Empieza la hecatombe hispánica
Quien entienda que la misa taurina (en la calle o en los cosos) es un 'hapenning' artístico, que se la pague; pero a precio de mercado
Julio. Empieza la hecatombe hispánica. No puede haber en España una sola fiesta local en la que no se maree, encierre, trastee, pinche y, finalmente, mate a varios toros, en plazas públicas o privadas (aunque subvencionadas). Hay diferencia de entrada. A una plaza de toros el público elige asistir, para ver un espectáculo con cuadrillas profesionales, aparato escénico de cortijo y un torero (“un matarife vestido de cupletista”, según la definición hostil de Pitigrilli) de gran predicamento en el sentir de los entendidos; en una plaza pública, durante festejos y encierros, se impone la asistencia a todos los ciudadanos, salvo que se enclaustren en sus domicilios. Pero en ambos casos se trata de acosos y muertes de un animal subvencionados con dinero público. No deja de ser un contrasentido lacerante que en los últimos 10 años, con un recorte de gasto público brutal, en la vorágine del hundimiento de las rentas de todos los españoles, jamás se haya escatimado un solo euro público para pagar festejos con animales o para subvenir plazas de toros funcionando en régimen de concertación.
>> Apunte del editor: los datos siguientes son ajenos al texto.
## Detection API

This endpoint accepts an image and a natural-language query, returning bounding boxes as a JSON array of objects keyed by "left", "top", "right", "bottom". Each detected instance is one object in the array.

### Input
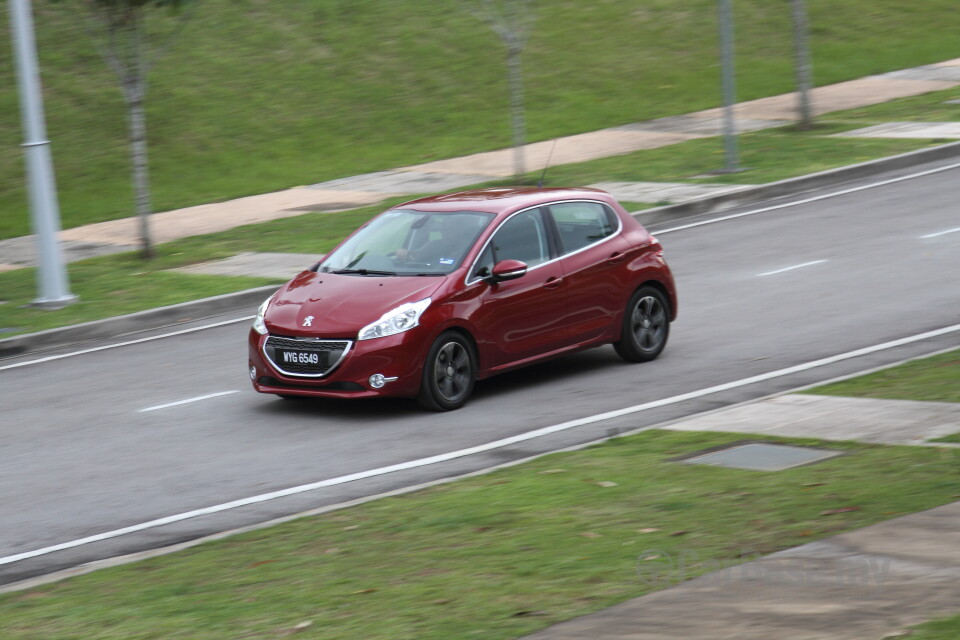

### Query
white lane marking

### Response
[
  {"left": 757, "top": 260, "right": 826, "bottom": 276},
  {"left": 0, "top": 162, "right": 960, "bottom": 371},
  {"left": 0, "top": 316, "right": 256, "bottom": 371},
  {"left": 137, "top": 389, "right": 240, "bottom": 413},
  {"left": 0, "top": 324, "right": 960, "bottom": 565},
  {"left": 653, "top": 162, "right": 960, "bottom": 236},
  {"left": 920, "top": 227, "right": 960, "bottom": 238}
]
La crisis ha pasado por el mercado taurino y por el futbolístico sin mancharlos ni tocarlos.
Ya pueden vestir la hecatombe hispánica de oropeles y pujos de misa pagana; o esgrimir la coartada de la emoción popular para explicar la obsesión enfermiza con el toro. El gusto por la sangre y el sacrificio ritual se explica mejor por la persistencia regresiva de la violencia como basamento tribal propio de las religiones arcaicas. Se mata —al enemigo, a las víctimas inocentes y a los animales— porque en la concepción supersticiosa neolítica la muerte se combate con la muerte. Lo sabemos desde Walter Burkert (Homo Necans). Ese mismo principio —cuanto más se mata, más se aleja la muerte— está en la raíz de la violencia contemporánea (Byung Chul Han). En España las manifestaciones más sórdidas de esta pulsión no están erradicadas; durante siglos se han jaleado con entusiasmo y financiado —en parte— con dinero público.
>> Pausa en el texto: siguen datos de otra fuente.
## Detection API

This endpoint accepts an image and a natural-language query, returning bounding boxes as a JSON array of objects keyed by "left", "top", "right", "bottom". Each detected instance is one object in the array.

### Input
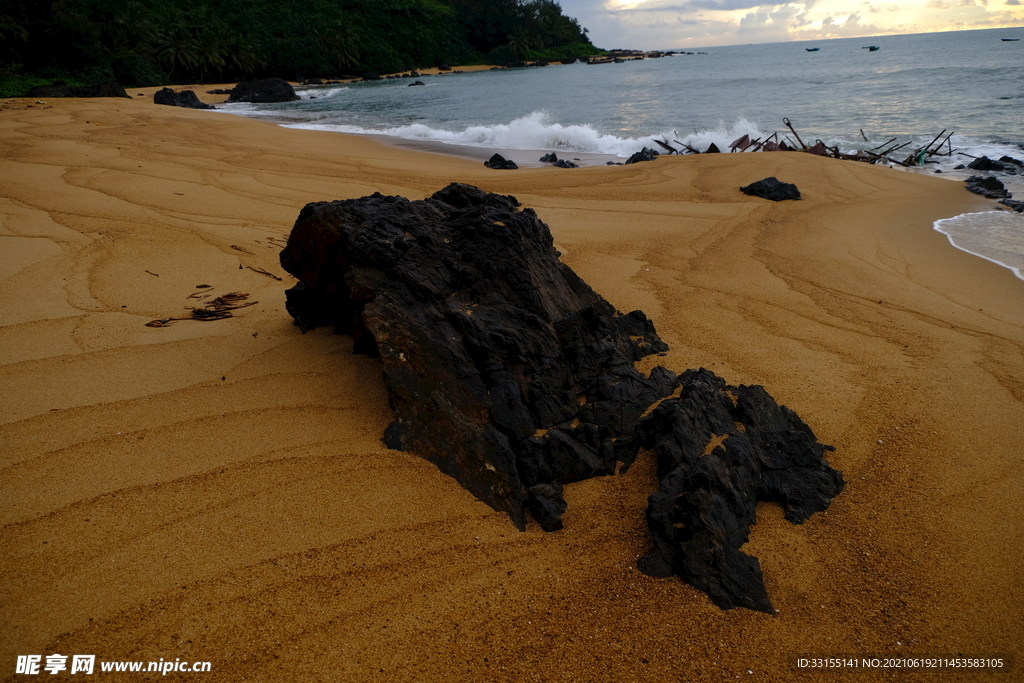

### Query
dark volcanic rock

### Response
[
  {"left": 636, "top": 369, "right": 845, "bottom": 614},
  {"left": 25, "top": 81, "right": 131, "bottom": 99},
  {"left": 153, "top": 88, "right": 215, "bottom": 110},
  {"left": 967, "top": 157, "right": 1002, "bottom": 171},
  {"left": 227, "top": 78, "right": 300, "bottom": 102},
  {"left": 967, "top": 157, "right": 1024, "bottom": 175},
  {"left": 739, "top": 177, "right": 800, "bottom": 202},
  {"left": 966, "top": 175, "right": 1011, "bottom": 200},
  {"left": 483, "top": 153, "right": 519, "bottom": 171},
  {"left": 626, "top": 147, "right": 657, "bottom": 164},
  {"left": 281, "top": 183, "right": 676, "bottom": 530}
]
Tampoco sirve el argumento de que las fiestas con animales producen beneficios. Atraen al turismo, dicen, aumentan el consumo —sobre todo de alcohol, podría replicar un abstemio— y, en la medida en que aumentan los ingresos locales, crecen la recaudación tributaria. Bisutería conceptual. Cualquier espectáculo sangriento vende entradas a cambio de la excitación de los impulsos violentos. ¿Qué sociedad admitiría hoy un espectáculo de gladiadores o de lucha de unas fieras contra otras con el argumento de su rentabilidad?
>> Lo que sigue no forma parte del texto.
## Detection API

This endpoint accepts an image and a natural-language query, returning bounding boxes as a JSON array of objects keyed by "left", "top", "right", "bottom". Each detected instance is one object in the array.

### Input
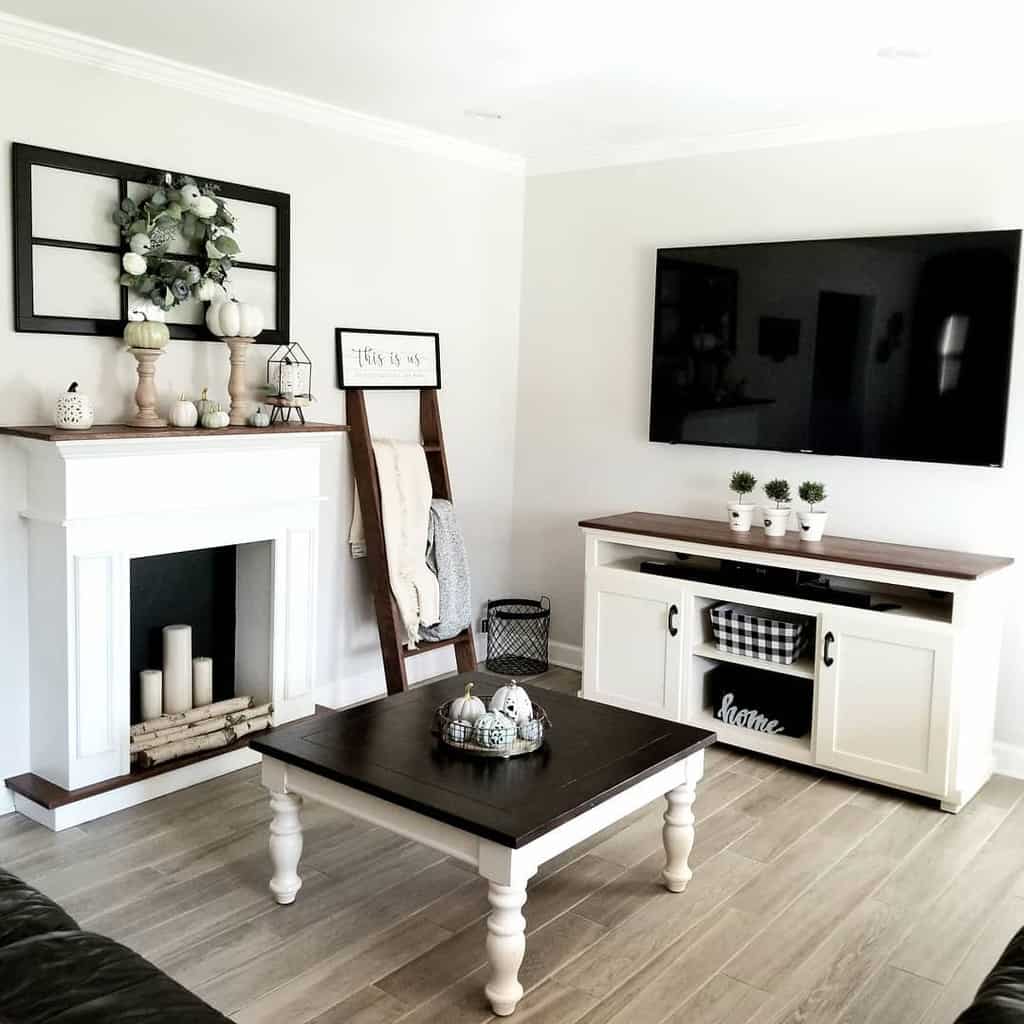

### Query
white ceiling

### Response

Ni un solo euro más para subvencionar fiestas en las que se maltratan toros. Ni un solo euro público más para celebraciones donde se mata al toro de un tiro en plena calle (como en la localidad cacereña de Coria) un día tras otro para poner fin a la jornada de jolgorio. Ni un solo euro público para “encierros didácticos” en los que participan niños con el fin de prepararlos para futuras ordalías taurinas, ni para lidias de novillos de promoción. En España no solo se está pagando con el dinero del contribuyente el sacrificio ritual o lúdico de animales sino que, además, se inocula desde tempranas edades la obsesión por el toro. Quien entienda que la misa taurina (en la calle o en los cosos) es un happening artístico, que se la pague; pero a precio de mercado.